The PM's plea for the world to "invest" is the cry of a desperate man.

David Cameron called on international businesses to "invest in Britain, partner with Britain". Photograph: Getty Images.

After yesterday's stunningly bad GDP figures, David Cameron's plea for the world to "invest in Britain" can't help sounding desperate. The world might reasonably ask why it should spend money in a country that, Italy aside, is the only G20 member to be in recession. Cameron needs to invest in the UK before anyone else will.

The problem for the Prime Minister is that he tied his hands in advance by perpetrating the myth that even a small stimulus would "bankrupt" Britain. The truth, as Jonathan Portes wrote on The Staggers last week, is that there is no evidence that borrowing for growth (in the form of tax cuts and higher infrastructure spending) would trigger a bond market revolt. As even the IMF stated in its recent assessment of the British economy:

Further slowing consolidation would likely entail the government reneging on its net debt mandate. Would this trigger an adverse market reaction? Such hypotheticals are impossible to answer definitively, but there is little evidence that it would. In particular, fiscal indicators such as deficit and debt levels appear to be weakly related to government bond yields for advanced economies with monetary independence.

The coalition's decision to cut net investment by 47.9 per cent was a political choice, not an economic necessity.

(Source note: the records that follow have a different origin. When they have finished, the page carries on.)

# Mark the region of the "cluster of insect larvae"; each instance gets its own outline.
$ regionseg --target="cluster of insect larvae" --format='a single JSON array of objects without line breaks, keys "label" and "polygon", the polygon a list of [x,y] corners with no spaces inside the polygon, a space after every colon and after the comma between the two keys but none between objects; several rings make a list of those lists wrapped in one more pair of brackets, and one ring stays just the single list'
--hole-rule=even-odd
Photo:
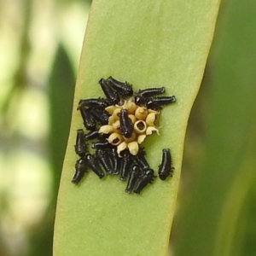
[{"label": "cluster of insect larvae", "polygon": [[[127,180],[125,192],[140,194],[156,177],[141,144],[153,132],[158,133],[161,108],[175,102],[176,98],[159,96],[165,93],[165,87],[134,93],[131,84],[112,77],[102,79],[99,84],[106,98],[80,100],[77,108],[89,132],[77,131],[74,147],[80,158],[72,182],[78,184],[90,169],[99,178],[106,174],[119,175],[121,181]],[[170,149],[164,148],[159,177],[165,180],[172,177],[172,171]]]}]

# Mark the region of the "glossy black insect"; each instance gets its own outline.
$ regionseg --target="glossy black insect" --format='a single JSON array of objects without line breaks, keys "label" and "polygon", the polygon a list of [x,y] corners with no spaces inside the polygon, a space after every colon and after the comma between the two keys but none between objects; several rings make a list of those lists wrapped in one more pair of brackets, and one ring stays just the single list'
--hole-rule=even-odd
[{"label": "glossy black insect", "polygon": [[110,105],[111,102],[109,102],[108,99],[103,99],[103,98],[85,99],[85,100],[79,101],[77,110],[80,109],[80,108],[82,107],[105,108]]},{"label": "glossy black insect", "polygon": [[131,163],[132,163],[131,155],[129,150],[127,149],[124,150],[122,152],[122,169],[121,169],[121,173],[119,177],[121,181],[125,181],[127,179],[127,177],[131,170]]},{"label": "glossy black insect", "polygon": [[90,113],[90,110],[88,108],[85,108],[84,107],[79,108],[82,119],[84,120],[84,125],[86,128],[86,130],[95,131],[96,127],[96,122],[91,113]]},{"label": "glossy black insect", "polygon": [[77,131],[77,138],[76,138],[76,144],[74,145],[75,152],[80,157],[84,156],[87,151],[87,145],[84,140],[84,132],[83,129],[79,129]]},{"label": "glossy black insect", "polygon": [[108,83],[104,79],[102,79],[99,81],[101,87],[106,96],[106,97],[113,103],[117,104],[119,101],[119,96],[118,93],[108,84]]},{"label": "glossy black insect", "polygon": [[112,148],[113,146],[107,141],[102,140],[96,143],[91,143],[91,148],[96,149],[96,148]]},{"label": "glossy black insect", "polygon": [[118,94],[121,97],[131,96],[133,95],[132,86],[127,82],[120,82],[114,79],[113,77],[109,77],[107,79],[108,83],[117,90]]},{"label": "glossy black insect", "polygon": [[101,125],[104,125],[108,124],[108,118],[110,116],[108,112],[93,108],[90,108],[90,113]]},{"label": "glossy black insect", "polygon": [[147,170],[143,175],[141,175],[137,178],[133,189],[133,192],[136,194],[140,194],[148,183],[152,183],[154,177],[155,176],[154,176],[154,170]]},{"label": "glossy black insect", "polygon": [[72,183],[74,184],[78,184],[84,176],[86,171],[87,171],[86,160],[84,158],[80,158],[79,160],[77,160],[75,164],[75,174],[72,179]]},{"label": "glossy black insect", "polygon": [[99,178],[102,178],[105,176],[105,173],[99,165],[99,162],[93,154],[87,154],[85,155],[85,160],[88,167],[91,169],[99,177]]},{"label": "glossy black insect", "polygon": [[155,96],[160,94],[163,94],[165,93],[165,91],[166,91],[165,87],[139,90],[139,91],[136,93],[134,96],[134,102],[137,105],[139,106],[146,105],[148,98],[152,96]]},{"label": "glossy black insect", "polygon": [[108,154],[110,159],[112,160],[113,165],[113,175],[118,175],[121,172],[122,168],[122,160],[121,158],[119,157],[117,150],[115,148],[113,148],[108,151]]},{"label": "glossy black insect", "polygon": [[152,109],[160,109],[164,105],[168,105],[176,102],[174,96],[148,98],[146,102],[146,107]]},{"label": "glossy black insect", "polygon": [[[80,111],[84,127],[90,131],[84,134],[83,129],[77,131],[74,148],[80,159],[76,161],[75,173],[72,182],[78,184],[84,173],[91,169],[99,178],[102,178],[107,173],[119,175],[121,181],[128,179],[125,191],[140,194],[148,183],[154,181],[155,176],[145,158],[144,148],[140,147],[137,155],[132,155],[128,148],[119,152],[119,154],[117,152],[118,146],[115,145],[120,140],[119,137],[125,141],[129,138],[131,138],[130,141],[133,141],[131,137],[134,134],[134,128],[131,119],[128,116],[128,110],[125,108],[127,106],[125,102],[131,101],[138,106],[160,110],[163,106],[175,102],[176,98],[174,96],[160,96],[165,93],[165,87],[141,89],[134,94],[131,84],[116,80],[111,76],[107,79],[100,79],[99,84],[106,98],[82,99],[77,108]],[[113,107],[114,108],[114,106],[108,108],[108,111],[105,110],[111,105],[116,105],[115,107],[121,109],[118,114],[120,122],[119,128],[115,128],[117,129],[115,132],[123,137],[116,136],[116,142],[113,139],[114,137],[112,137],[110,140],[112,144],[108,141],[111,132],[108,134],[98,132],[101,125],[111,125],[112,119],[110,121],[109,117],[113,114],[112,108]],[[135,114],[135,117],[139,119],[137,115]],[[115,118],[113,114],[113,120],[116,119]],[[137,140],[137,136],[135,137],[135,141]],[[90,143],[90,141],[92,142]],[[89,153],[89,143],[92,148],[90,148],[90,151],[95,151],[95,154]],[[159,166],[160,178],[165,180],[172,176],[172,169],[174,168],[172,167],[170,150],[164,148],[162,162]]]},{"label": "glossy black insect", "polygon": [[143,90],[139,90],[137,92],[137,95],[143,97],[152,97],[156,95],[163,94],[166,92],[165,87],[158,87],[158,88],[148,88],[148,89],[143,89]]},{"label": "glossy black insect", "polygon": [[102,164],[107,174],[111,174],[113,168],[111,160],[108,154],[108,151],[102,148],[97,148],[96,151],[96,160]]},{"label": "glossy black insect", "polygon": [[149,165],[145,158],[146,152],[144,148],[139,148],[138,154],[134,155],[134,160],[143,171],[149,169]]},{"label": "glossy black insect", "polygon": [[162,153],[162,162],[159,166],[158,175],[161,180],[166,179],[167,177],[172,177],[172,155],[169,148],[164,148]]},{"label": "glossy black insect", "polygon": [[120,132],[126,138],[130,138],[133,132],[133,125],[128,117],[127,109],[122,109],[119,113]]},{"label": "glossy black insect", "polygon": [[141,173],[142,172],[141,172],[141,170],[138,166],[133,165],[131,166],[131,171],[130,172],[130,176],[128,178],[127,186],[125,190],[126,193],[130,194],[132,192],[132,189],[136,184],[136,182],[137,182],[137,178],[139,177],[139,176],[141,175]]}]

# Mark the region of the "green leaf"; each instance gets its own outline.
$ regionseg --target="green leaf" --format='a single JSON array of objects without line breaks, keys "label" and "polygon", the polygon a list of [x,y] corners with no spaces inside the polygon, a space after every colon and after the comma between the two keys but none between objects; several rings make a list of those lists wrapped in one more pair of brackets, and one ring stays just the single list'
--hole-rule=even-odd
[{"label": "green leaf", "polygon": [[[212,38],[219,1],[94,1],[74,96],[71,132],[57,205],[54,255],[166,255],[179,183],[188,117],[199,90]],[[71,183],[76,111],[81,98],[103,96],[97,84],[109,75],[134,90],[166,86],[177,103],[160,117],[160,136],[144,143],[154,170],[161,149],[170,148],[175,174],[156,178],[141,195],[124,192],[115,177],[90,172]]]}]

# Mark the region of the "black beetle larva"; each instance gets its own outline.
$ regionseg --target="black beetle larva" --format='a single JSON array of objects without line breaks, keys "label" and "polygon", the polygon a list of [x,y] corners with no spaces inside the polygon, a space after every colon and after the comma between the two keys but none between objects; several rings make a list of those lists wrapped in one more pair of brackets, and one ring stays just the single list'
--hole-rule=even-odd
[{"label": "black beetle larva", "polygon": [[113,164],[112,174],[113,175],[119,174],[122,169],[122,160],[121,158],[119,157],[116,148],[111,148],[109,154],[111,154],[109,157],[112,159],[112,164]]},{"label": "black beetle larva", "polygon": [[139,152],[137,155],[134,156],[136,163],[140,166],[143,171],[149,169],[149,165],[145,158],[144,148],[139,148]]},{"label": "black beetle larva", "polygon": [[129,150],[125,149],[122,152],[122,169],[120,172],[120,180],[125,181],[126,180],[129,172],[130,168],[131,165],[131,155],[129,152]]},{"label": "black beetle larva", "polygon": [[131,96],[133,94],[132,86],[127,82],[120,82],[114,79],[113,77],[109,77],[107,79],[108,83],[114,88],[119,95],[122,97]]},{"label": "black beetle larva", "polygon": [[112,164],[108,151],[102,148],[97,148],[96,151],[96,160],[102,164],[107,174],[112,173]]},{"label": "black beetle larva", "polygon": [[[176,97],[161,96],[165,87],[139,89],[134,93],[132,84],[112,76],[101,79],[99,84],[105,98],[81,99],[77,108],[90,131],[77,130],[74,149],[80,159],[72,182],[79,183],[91,169],[99,178],[106,173],[119,174],[121,181],[128,180],[126,193],[140,194],[155,177],[141,144],[153,132],[158,133],[160,110],[175,102]],[[164,148],[160,178],[172,176],[172,169],[170,149]]]},{"label": "black beetle larva", "polygon": [[76,138],[76,144],[74,145],[75,152],[80,157],[84,156],[87,151],[87,145],[84,140],[84,132],[83,129],[79,129],[77,131],[77,138]]},{"label": "black beetle larva", "polygon": [[164,148],[162,153],[162,161],[159,166],[158,174],[161,180],[166,179],[167,177],[172,176],[172,172],[173,167],[172,167],[172,156],[169,148]]},{"label": "black beetle larva", "polygon": [[85,108],[84,107],[79,108],[82,119],[84,120],[84,125],[86,130],[95,131],[96,123],[91,113],[90,113],[90,110],[88,108]]},{"label": "black beetle larva", "polygon": [[148,88],[148,89],[139,90],[137,95],[148,98],[148,97],[154,96],[156,95],[163,94],[165,93],[165,91],[166,91],[165,87]]},{"label": "black beetle larva", "polygon": [[131,119],[128,117],[127,109],[121,109],[119,113],[119,120],[121,134],[126,138],[131,137],[133,132],[133,125]]}]

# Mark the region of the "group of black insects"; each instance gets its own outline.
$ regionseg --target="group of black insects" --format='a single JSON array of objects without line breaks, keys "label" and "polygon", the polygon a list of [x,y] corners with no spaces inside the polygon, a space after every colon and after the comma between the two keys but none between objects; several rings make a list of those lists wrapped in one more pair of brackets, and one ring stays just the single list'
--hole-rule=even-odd
[{"label": "group of black insects", "polygon": [[[150,168],[146,158],[144,148],[139,146],[136,155],[131,154],[126,148],[117,152],[117,147],[109,143],[109,134],[100,133],[98,131],[102,125],[108,124],[110,113],[105,108],[111,105],[121,105],[122,102],[129,98],[132,99],[137,106],[143,106],[148,109],[159,111],[162,106],[176,102],[172,96],[157,96],[165,93],[165,88],[149,88],[139,90],[133,94],[132,85],[127,82],[118,81],[112,77],[107,79],[102,79],[99,84],[106,98],[90,98],[80,100],[78,110],[80,111],[84,127],[77,131],[75,153],[80,157],[75,164],[75,173],[72,183],[78,184],[84,175],[90,169],[99,178],[107,175],[119,175],[121,181],[127,181],[125,192],[137,194],[151,183],[156,176]],[[122,109],[119,114],[122,136],[129,138],[133,132],[133,125],[128,117],[127,111]],[[95,154],[90,154],[89,142]],[[90,149],[91,150],[91,149]],[[162,160],[159,166],[159,177],[166,180],[172,176],[172,157],[169,148],[162,149]],[[104,170],[104,171],[103,171]]]}]

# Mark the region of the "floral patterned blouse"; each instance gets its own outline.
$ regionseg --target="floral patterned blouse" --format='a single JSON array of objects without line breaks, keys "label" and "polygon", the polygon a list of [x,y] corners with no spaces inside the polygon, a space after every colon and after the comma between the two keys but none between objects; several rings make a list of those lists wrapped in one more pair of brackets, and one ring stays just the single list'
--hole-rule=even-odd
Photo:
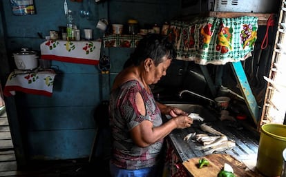
[{"label": "floral patterned blouse", "polygon": [[[146,115],[136,106],[135,95],[140,93],[145,103]],[[112,134],[111,163],[118,167],[138,169],[158,163],[163,145],[163,138],[146,147],[137,146],[132,140],[130,130],[142,121],[153,123],[153,127],[162,124],[161,113],[152,94],[136,80],[123,83],[111,94],[109,105]]]}]

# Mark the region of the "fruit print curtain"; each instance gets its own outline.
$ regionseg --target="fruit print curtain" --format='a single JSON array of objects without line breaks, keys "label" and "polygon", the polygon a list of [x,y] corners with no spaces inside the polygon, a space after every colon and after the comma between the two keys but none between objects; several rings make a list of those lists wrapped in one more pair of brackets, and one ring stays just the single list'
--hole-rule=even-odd
[{"label": "fruit print curtain", "polygon": [[257,39],[257,21],[256,17],[173,21],[168,37],[175,43],[177,59],[200,65],[225,65],[251,56]]}]

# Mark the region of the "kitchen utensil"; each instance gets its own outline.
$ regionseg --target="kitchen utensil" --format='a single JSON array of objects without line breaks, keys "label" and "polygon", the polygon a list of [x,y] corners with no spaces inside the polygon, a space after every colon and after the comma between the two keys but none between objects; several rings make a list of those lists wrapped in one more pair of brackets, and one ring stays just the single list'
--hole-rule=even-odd
[{"label": "kitchen utensil", "polygon": [[[198,168],[198,162],[202,158],[207,160],[209,165],[207,167]],[[192,176],[216,177],[223,168],[225,163],[229,164],[232,167],[236,176],[261,177],[260,174],[249,170],[245,163],[229,154],[218,154],[203,157],[196,157],[184,161],[182,165]]]},{"label": "kitchen utensil", "polygon": [[13,53],[14,61],[18,70],[34,70],[38,67],[37,53],[35,51],[22,48],[21,51]]},{"label": "kitchen utensil", "polygon": [[90,20],[91,19],[92,16],[93,16],[93,14],[91,12],[91,9],[90,9],[90,0],[88,0],[88,9],[86,12],[86,19]]},{"label": "kitchen utensil", "polygon": [[64,14],[66,16],[68,15],[68,3],[66,2],[66,0],[64,0]]},{"label": "kitchen utensil", "polygon": [[113,24],[112,30],[113,34],[122,34],[123,25],[122,24]]},{"label": "kitchen utensil", "polygon": [[93,29],[84,29],[84,32],[86,40],[89,41],[93,39]]},{"label": "kitchen utensil", "polygon": [[80,8],[79,8],[79,17],[82,18],[86,17],[86,12],[84,10],[84,3],[80,3]]}]

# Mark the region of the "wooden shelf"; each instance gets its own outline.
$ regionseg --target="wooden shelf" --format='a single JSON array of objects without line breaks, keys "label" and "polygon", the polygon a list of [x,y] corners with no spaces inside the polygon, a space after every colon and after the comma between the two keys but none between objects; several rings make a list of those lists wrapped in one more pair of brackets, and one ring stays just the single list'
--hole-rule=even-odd
[{"label": "wooden shelf", "polygon": [[217,18],[236,18],[242,16],[257,17],[258,18],[258,25],[266,25],[267,19],[271,14],[210,11],[207,12],[207,15],[208,17]]}]

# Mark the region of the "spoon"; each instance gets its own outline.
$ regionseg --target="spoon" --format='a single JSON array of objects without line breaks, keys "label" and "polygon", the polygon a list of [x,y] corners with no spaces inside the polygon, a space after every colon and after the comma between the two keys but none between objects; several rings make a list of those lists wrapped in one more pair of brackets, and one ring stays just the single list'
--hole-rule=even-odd
[{"label": "spoon", "polygon": [[82,18],[84,18],[86,15],[86,10],[84,10],[84,3],[82,2],[79,8],[79,17]]}]

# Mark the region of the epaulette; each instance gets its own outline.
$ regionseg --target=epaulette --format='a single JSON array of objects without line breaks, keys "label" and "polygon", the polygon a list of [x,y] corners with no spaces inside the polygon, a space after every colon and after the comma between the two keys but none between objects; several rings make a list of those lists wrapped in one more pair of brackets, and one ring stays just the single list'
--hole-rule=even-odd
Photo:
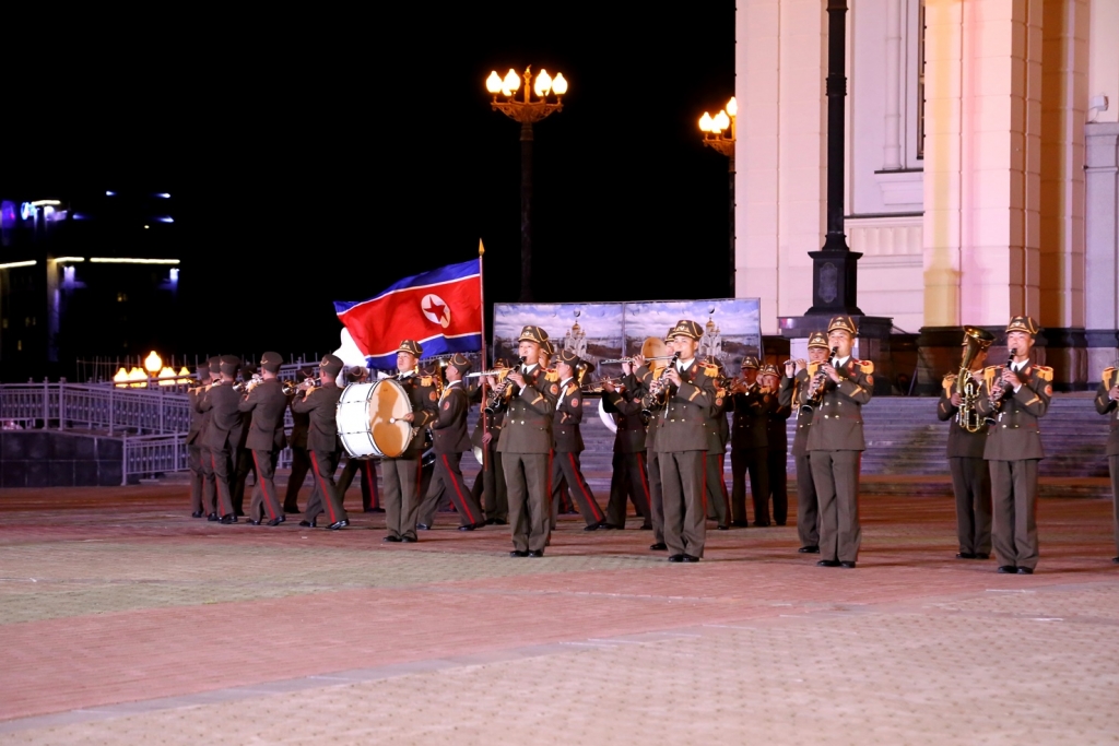
[{"label": "epaulette", "polygon": [[995,390],[995,374],[998,372],[998,366],[987,366],[982,369],[982,381],[987,385],[987,390]]}]

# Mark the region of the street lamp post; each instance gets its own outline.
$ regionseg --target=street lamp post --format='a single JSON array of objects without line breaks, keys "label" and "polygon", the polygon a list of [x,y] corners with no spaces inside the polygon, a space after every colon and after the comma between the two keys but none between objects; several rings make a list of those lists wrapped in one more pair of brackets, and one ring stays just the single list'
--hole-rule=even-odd
[{"label": "street lamp post", "polygon": [[727,298],[734,298],[734,141],[735,141],[735,123],[739,119],[739,103],[732,96],[728,102],[726,102],[726,108],[721,111],[715,116],[709,113],[704,112],[703,116],[699,117],[699,131],[704,133],[703,144],[708,148],[713,148],[718,152],[726,155],[730,160],[727,167],[727,195],[730,197],[728,213],[730,213],[730,234],[731,234],[731,247],[727,253],[728,265],[727,268]]},{"label": "street lamp post", "polygon": [[[517,100],[521,76],[510,69],[505,78],[497,70],[486,78],[486,89],[493,96],[493,111],[520,122],[520,302],[533,300],[533,124],[563,110],[567,81],[562,73],[553,78],[542,69],[533,85],[532,66],[525,68],[524,97]],[[530,95],[536,93],[535,100]],[[500,98],[498,97],[500,96]],[[549,101],[549,97],[555,101]]]}]

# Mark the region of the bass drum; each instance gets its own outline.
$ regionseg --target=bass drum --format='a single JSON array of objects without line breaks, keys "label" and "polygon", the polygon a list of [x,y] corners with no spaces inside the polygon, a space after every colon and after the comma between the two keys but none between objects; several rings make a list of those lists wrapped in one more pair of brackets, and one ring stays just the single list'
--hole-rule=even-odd
[{"label": "bass drum", "polygon": [[410,412],[408,394],[395,380],[350,384],[335,410],[338,437],[354,459],[395,459],[414,436],[412,423],[404,419]]}]

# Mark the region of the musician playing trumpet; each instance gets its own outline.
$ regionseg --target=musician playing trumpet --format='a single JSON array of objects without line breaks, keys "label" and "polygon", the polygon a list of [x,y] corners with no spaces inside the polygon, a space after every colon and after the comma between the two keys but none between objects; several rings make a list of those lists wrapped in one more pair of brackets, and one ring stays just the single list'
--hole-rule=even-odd
[{"label": "musician playing trumpet", "polygon": [[[965,333],[967,365],[961,366],[960,374],[944,376],[937,404],[937,417],[951,423],[948,426],[948,470],[956,494],[958,559],[990,557],[990,472],[982,457],[987,447],[987,423],[976,409],[988,347],[990,340]],[[969,410],[972,419],[969,419]]]}]

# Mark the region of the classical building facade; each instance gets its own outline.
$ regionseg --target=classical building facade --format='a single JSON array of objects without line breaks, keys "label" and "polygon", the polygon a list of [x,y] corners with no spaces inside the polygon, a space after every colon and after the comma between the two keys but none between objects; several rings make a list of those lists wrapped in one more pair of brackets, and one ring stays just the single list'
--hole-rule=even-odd
[{"label": "classical building facade", "polygon": [[[811,305],[824,243],[827,4],[737,9],[735,287],[768,334]],[[1119,346],[1119,1],[848,4],[862,311],[921,334],[927,384],[958,361],[960,325],[1028,313],[1057,380],[1093,385]]]}]

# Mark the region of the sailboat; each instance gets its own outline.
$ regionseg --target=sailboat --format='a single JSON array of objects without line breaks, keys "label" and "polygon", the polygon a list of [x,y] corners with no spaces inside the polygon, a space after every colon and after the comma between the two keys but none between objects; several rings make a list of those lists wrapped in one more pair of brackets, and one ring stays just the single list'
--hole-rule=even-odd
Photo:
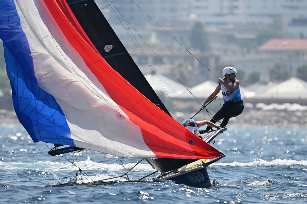
[{"label": "sailboat", "polygon": [[52,155],[145,158],[157,178],[211,185],[206,167],[224,154],[172,117],[94,1],[6,0],[0,9],[14,109],[34,142],[54,144]]}]

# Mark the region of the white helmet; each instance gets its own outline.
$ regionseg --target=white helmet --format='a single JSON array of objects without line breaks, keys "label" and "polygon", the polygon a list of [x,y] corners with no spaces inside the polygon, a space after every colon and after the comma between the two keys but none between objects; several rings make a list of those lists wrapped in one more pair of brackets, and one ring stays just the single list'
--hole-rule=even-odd
[{"label": "white helmet", "polygon": [[237,70],[232,66],[227,66],[223,70],[223,75],[225,76],[226,74],[229,74],[232,73],[236,73]]}]

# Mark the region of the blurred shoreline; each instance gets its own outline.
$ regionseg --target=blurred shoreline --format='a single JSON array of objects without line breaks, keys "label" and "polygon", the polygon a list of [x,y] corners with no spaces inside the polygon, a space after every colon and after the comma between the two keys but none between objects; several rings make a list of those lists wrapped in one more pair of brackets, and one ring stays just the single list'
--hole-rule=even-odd
[{"label": "blurred shoreline", "polygon": [[[190,115],[191,114],[188,113],[185,115]],[[207,113],[200,112],[195,117],[194,119],[196,120],[210,120],[210,118],[208,118],[209,116]],[[15,111],[3,109],[0,109],[0,124],[2,125],[21,125]],[[243,112],[239,115],[231,118],[227,126],[230,128],[231,127],[266,127],[307,128],[307,111],[286,110],[265,111],[247,108],[245,109]]]}]

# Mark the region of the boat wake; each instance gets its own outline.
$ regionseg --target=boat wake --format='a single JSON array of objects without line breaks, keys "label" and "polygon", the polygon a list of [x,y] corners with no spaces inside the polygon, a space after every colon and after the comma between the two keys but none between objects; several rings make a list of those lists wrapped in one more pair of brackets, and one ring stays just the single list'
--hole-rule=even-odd
[{"label": "boat wake", "polygon": [[[87,159],[79,161],[77,164],[82,170],[100,170],[113,171],[122,171],[130,169],[136,163],[129,163],[123,165],[115,162],[106,164],[93,161],[89,157]],[[41,171],[66,171],[75,170],[75,167],[71,163],[62,163],[50,161],[38,161],[35,162],[5,162],[0,161],[0,168],[7,169],[29,169]],[[139,164],[133,169],[134,171],[152,171],[153,168],[148,164]]]},{"label": "boat wake", "polygon": [[272,161],[266,161],[261,159],[250,162],[240,162],[234,161],[229,163],[214,163],[212,166],[290,166],[295,164],[307,166],[307,160],[295,160],[292,159],[278,159]]}]

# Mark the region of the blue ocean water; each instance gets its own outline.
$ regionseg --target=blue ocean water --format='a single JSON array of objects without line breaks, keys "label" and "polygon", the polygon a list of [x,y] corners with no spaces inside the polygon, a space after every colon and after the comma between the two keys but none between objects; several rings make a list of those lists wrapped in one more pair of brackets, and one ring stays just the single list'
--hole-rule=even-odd
[{"label": "blue ocean water", "polygon": [[[306,203],[307,129],[230,127],[213,145],[226,155],[208,168],[214,185],[200,188],[150,179],[97,181],[124,173],[115,157],[64,155],[90,178],[79,173],[77,179],[79,169],[49,155],[22,126],[0,126],[1,202]],[[140,160],[124,159],[123,166]],[[153,171],[143,161],[128,176],[137,180]]]}]

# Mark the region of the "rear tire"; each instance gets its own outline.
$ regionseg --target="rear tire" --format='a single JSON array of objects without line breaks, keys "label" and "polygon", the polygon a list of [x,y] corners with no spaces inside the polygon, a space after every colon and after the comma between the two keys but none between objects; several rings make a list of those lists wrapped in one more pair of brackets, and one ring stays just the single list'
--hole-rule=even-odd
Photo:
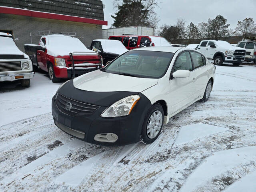
[{"label": "rear tire", "polygon": [[30,80],[22,79],[21,80],[21,86],[22,87],[29,87],[30,84]]},{"label": "rear tire", "polygon": [[53,70],[53,66],[52,64],[49,64],[48,67],[48,74],[50,80],[52,80],[53,83],[58,83],[60,80],[59,78],[57,78],[55,76],[54,71]]},{"label": "rear tire", "polygon": [[211,92],[212,91],[212,81],[210,80],[208,82],[206,88],[205,88],[204,94],[204,97],[201,100],[202,102],[206,102],[208,100],[208,99],[209,99],[210,97],[210,95],[211,94]]},{"label": "rear tire", "polygon": [[221,56],[217,56],[214,58],[214,65],[221,65],[223,63],[223,59]]},{"label": "rear tire", "polygon": [[159,104],[154,104],[148,110],[142,126],[141,142],[150,144],[157,138],[163,127],[164,115],[163,108]]},{"label": "rear tire", "polygon": [[233,64],[235,66],[239,66],[242,63],[233,63]]}]

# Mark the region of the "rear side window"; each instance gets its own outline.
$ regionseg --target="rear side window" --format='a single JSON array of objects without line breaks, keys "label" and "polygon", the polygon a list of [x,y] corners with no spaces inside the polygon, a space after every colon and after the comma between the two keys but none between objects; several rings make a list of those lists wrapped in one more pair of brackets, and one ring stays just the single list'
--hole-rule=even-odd
[{"label": "rear side window", "polygon": [[246,49],[254,49],[255,43],[254,42],[247,42],[245,48]]},{"label": "rear side window", "polygon": [[112,39],[112,40],[118,40],[122,42],[123,38],[122,37],[111,37],[110,38],[110,39]]},{"label": "rear side window", "polygon": [[205,64],[204,58],[202,56],[201,54],[194,52],[191,52],[190,53],[195,69],[202,67]]},{"label": "rear side window", "polygon": [[241,48],[244,48],[244,45],[245,44],[245,42],[241,42],[238,45],[238,47],[240,47]]},{"label": "rear side window", "polygon": [[201,44],[200,47],[206,47],[208,41],[203,41]]},{"label": "rear side window", "polygon": [[138,42],[138,37],[130,37],[129,46],[130,47],[136,47]]},{"label": "rear side window", "polygon": [[151,44],[151,41],[147,37],[142,37],[140,39],[140,47],[149,47]]},{"label": "rear side window", "polygon": [[124,46],[128,47],[129,43],[129,37],[124,37],[123,39],[122,43]]}]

Cameron and George Osborne are fond of pointing out that we can borrow at the lowest rates in our history (largely owing to our non-membership of the euro and the Bank of England's quantitative easing programme) but they have done nothing to take advantage of this fact. The result, with consumer spending depressed and businesses hoarding cash, is that growth has collapsed. Now, as I pointed out yesterday, Britain's AAA rating is in danger. A downgrade probably wouldn't lead to a rise in borrowing costs (as the experience of the US demonstrates) but it would be politically disastrous for Osborne. The Chancellor, ignoring advice to the contrary, chose to make our AAA credit rating the ultimate symbol of fiscal "credibility". Without it, he has none.